Le billet qui suit vient clore une série consacrée à la réfutation de la thèse selon laquelle les tribunaux canadiens titulaires d’une compétence déclaratoire seraient fondés de prononcer des déclarations d’incompatibilité de dispositions législatives avec des droits énoncés dans la Charte canadienne des droits et libertés auxquels ces dispositions dérogent validement. J’y disposerai d’un argument qui fut ajouté au débat par mon confrère et ami le professeur Léonid Sirota, à savoir l’argument fondé sur le fait que l’article 33 de la Charte ne permet pas de déroger à son article 24, relatif aux recours. Cet argument, le doyen Leckey l’a ensuite repris pour le pousser jusqu’à lui faire servir la thèse selon laquelle un tribunal pourrait, aux termes du paragraphe 24(1), accorder des dommages-intérêts pour violation, par des dispositions législatives, d’un droit auquel celles-ci dérogent pourtant validement. À moins qu’il ne s’agisse, dans l’esprit du doyen, de l’octroi de dommages-intérêt pour législation dérogatoire valide mais «incompatible » avec le ou les droits auxquels elle déroge. Quoi qu’il en soit, mobilisé à l’appui de l’une ou de l’autre thèses, l’argument ne doit pas nous occuper encore longtemps.

Tout comme je l’ai expliqué au sujet de sa relation à l’article 28[1], l’article 33 permet de déroger à des droits, par le truchement de la dérogation à des dispositions de la Charte qui en sont porteuses. C’est pourquoi il ne permet pas de déroger à des dispositions interprétatives telles que celles de l’article 28. Cela vaut bien sûr pour l’article 24, relatif aux recours, qui, par définition, ne contient pas de dispositions matérielles, porteuses de droits. Il n’y a donc rien de surprenant (ni de mine d’arguments cachés) dans le fait qu’aucune référence à l’article 24 ne figure aux dispositions de l’article 33, parmi celles aux articles auxquels ce dernier permet au législateur de déroger.

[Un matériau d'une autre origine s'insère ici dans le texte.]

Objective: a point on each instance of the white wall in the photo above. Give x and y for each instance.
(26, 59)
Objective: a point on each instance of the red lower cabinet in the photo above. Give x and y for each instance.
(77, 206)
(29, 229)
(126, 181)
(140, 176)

Or, pour les raisons exposées dans les billets précédents de la présente série (voir ici et ), il ne saurait y avoir de recours judiciaire – ou de déclaration judiciaire si l’on veut jouer avec les mots en n’y voyant pas de recours – pour violation d’un droit validement suspendu, fût-ce temporairement et à l’égard de dispositions auxquelles on voudrait l’opposer seulement. Faisons l’exercice avec le paragraphe 24(2). Est-ce que les tribunaux auraient le pouvoir d’exclure des éléments de preuve obtenus en (non-)« violation» de droits de la Charte auxquels des dispositions législatives applicables dérogeraient validement ? Bien sûr que non. Certes, en droit administratif, la seule légalité de l’action de l’État n’exclut pas la possibilité que la responsabilité civile de celui-ci puisse être engagée. Encore faut-il qu’il y ait « faute » (en droit civil) ou quelque « breach of duty » (en common law). En droit canadien, la possibilité que l’État engage sa responsabilité pour adoption d’une loi inconstitutionnelle est extrêmement réduite et suppose que preuve ait été faite de sa négligence, mauvaise foi ou aveuglement volontaire, exigence dont la Cour suprême a confirmé qu’elle s’appliquait à une demande faite en vertu du paragraphe 24(1) de la Charte canadienne[2]. En la circonstance, souvenons-nous que la question qui nous occupe concerne des dispositions, non pas inconstitutionnelles, mais constitutionnellement valides. Autrement-dit, le voyez-vous, l’argument a fortiori ?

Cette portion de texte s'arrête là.